Page:Guyon - Histoire d’un annexé (souvenirs de 1870-1871).djvu/82

Cette page a été validée par deux contributeurs.

Quelques mobiles, exaltés par la honte et la douleur, voulaient mettre le feu aux poudrières et faire sauter la ville. Effrayée par cette nouvelle menace, la population sortait par les portes, qui venaient de s’ouvrir.
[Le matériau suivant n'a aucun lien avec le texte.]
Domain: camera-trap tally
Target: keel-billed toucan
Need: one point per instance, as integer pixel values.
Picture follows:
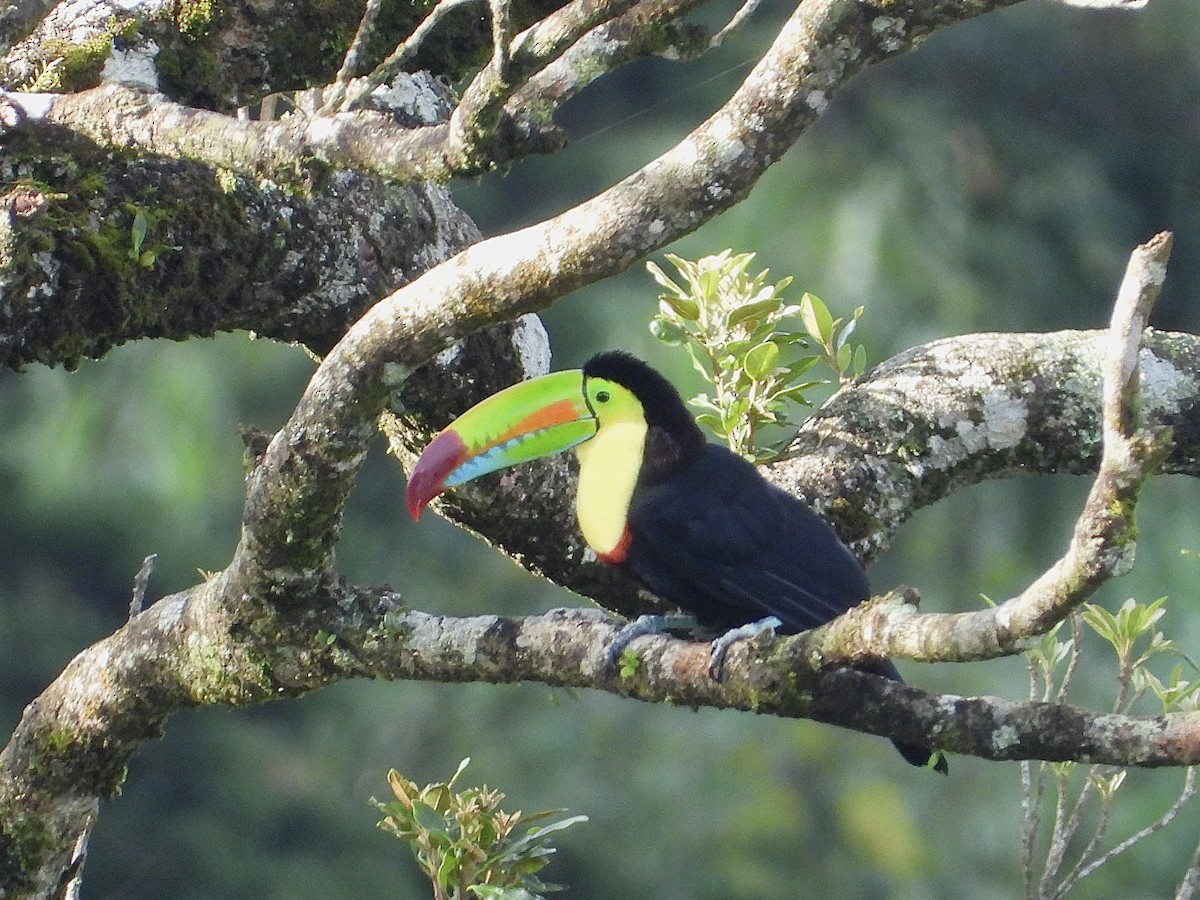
(693, 522)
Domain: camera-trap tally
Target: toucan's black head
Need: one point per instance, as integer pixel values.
(672, 436)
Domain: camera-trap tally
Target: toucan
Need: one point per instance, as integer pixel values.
(690, 521)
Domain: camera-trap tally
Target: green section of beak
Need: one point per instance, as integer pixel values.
(538, 418)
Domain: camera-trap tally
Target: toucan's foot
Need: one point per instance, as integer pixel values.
(641, 627)
(723, 643)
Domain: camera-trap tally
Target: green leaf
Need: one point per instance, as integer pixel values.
(760, 361)
(663, 279)
(682, 306)
(138, 234)
(859, 360)
(816, 318)
(667, 331)
(844, 359)
(429, 819)
(753, 311)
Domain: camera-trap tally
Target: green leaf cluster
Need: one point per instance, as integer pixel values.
(466, 844)
(1132, 631)
(735, 327)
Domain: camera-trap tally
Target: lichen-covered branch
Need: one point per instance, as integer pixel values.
(1104, 535)
(216, 252)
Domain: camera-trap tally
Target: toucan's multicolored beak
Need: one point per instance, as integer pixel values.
(537, 418)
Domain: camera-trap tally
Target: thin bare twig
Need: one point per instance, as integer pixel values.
(336, 91)
(735, 23)
(1189, 790)
(139, 585)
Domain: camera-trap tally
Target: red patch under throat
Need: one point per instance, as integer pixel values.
(617, 555)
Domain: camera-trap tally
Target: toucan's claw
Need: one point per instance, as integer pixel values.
(723, 643)
(642, 625)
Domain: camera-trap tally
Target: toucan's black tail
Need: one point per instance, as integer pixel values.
(913, 754)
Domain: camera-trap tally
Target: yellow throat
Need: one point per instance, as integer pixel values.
(609, 466)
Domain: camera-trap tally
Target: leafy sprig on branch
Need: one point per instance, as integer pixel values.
(736, 329)
(466, 844)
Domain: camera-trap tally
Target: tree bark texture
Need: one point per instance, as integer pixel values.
(327, 229)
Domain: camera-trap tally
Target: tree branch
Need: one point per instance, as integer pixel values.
(1104, 535)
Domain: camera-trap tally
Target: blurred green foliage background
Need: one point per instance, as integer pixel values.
(994, 180)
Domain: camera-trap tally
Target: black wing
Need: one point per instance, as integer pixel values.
(723, 544)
C’était partout des cris, des lamentations !

Les soldats avaient l’ordre de se masser près de la porte de Trèves, pour déposer les armes et de là être emmenés en Allemagne.

Je voulus, avant de partir, donner quelques mots à Kuntz pour ma mère et ma fiancée. Comme je courais chez lui, sautant au-dessus des décombres tout chauds qui remplissaient la rue, je m’entends appeler ; c’est M. Frank avec Wilhelmine !

Je tombe dans leurs bras sans pouvoir dire une seule parole et je les entraîne dans la boutique de mon ami Kuntz ! Sa maison, quoique plusieurs fois ébranlée, était encore assez droite, et il put nous donner un petit coin pour causer.

Wilhelmine avait les yeux gonflés de larmes, le père Frank était pâle comme un mort, lui ordinairement si rose.

« Et ma pauvre mère, demandai-je, vous ne me parlez pas d’elle.

— Ah ! elle a été bien effrayée de tout ce qu’elle a vu et elle est au lit, malade de chagrin et affaiblie par tant d’émotions !

— Elle est malade ! je l’ai bien pensé quand je vous ai vus seuls ! Pauvre mère !

— Dès que nous avons appris la nouvelle de la capitulation, reprit le père Frank, elle m’a dit de courir, de savoir ce que tu étais devenu et de te ramener, si je le pouvais : elle t’attend !

— Eh bien, je vais essayer de trouver un vêtement civil et nous tâcherons de gagner Daspich.

— Si tous les miens n’avaient pas été brûlés, je vous en aurais offert un, me dit Kuntz, mais je n’ai plus que ce que je porte sur moi.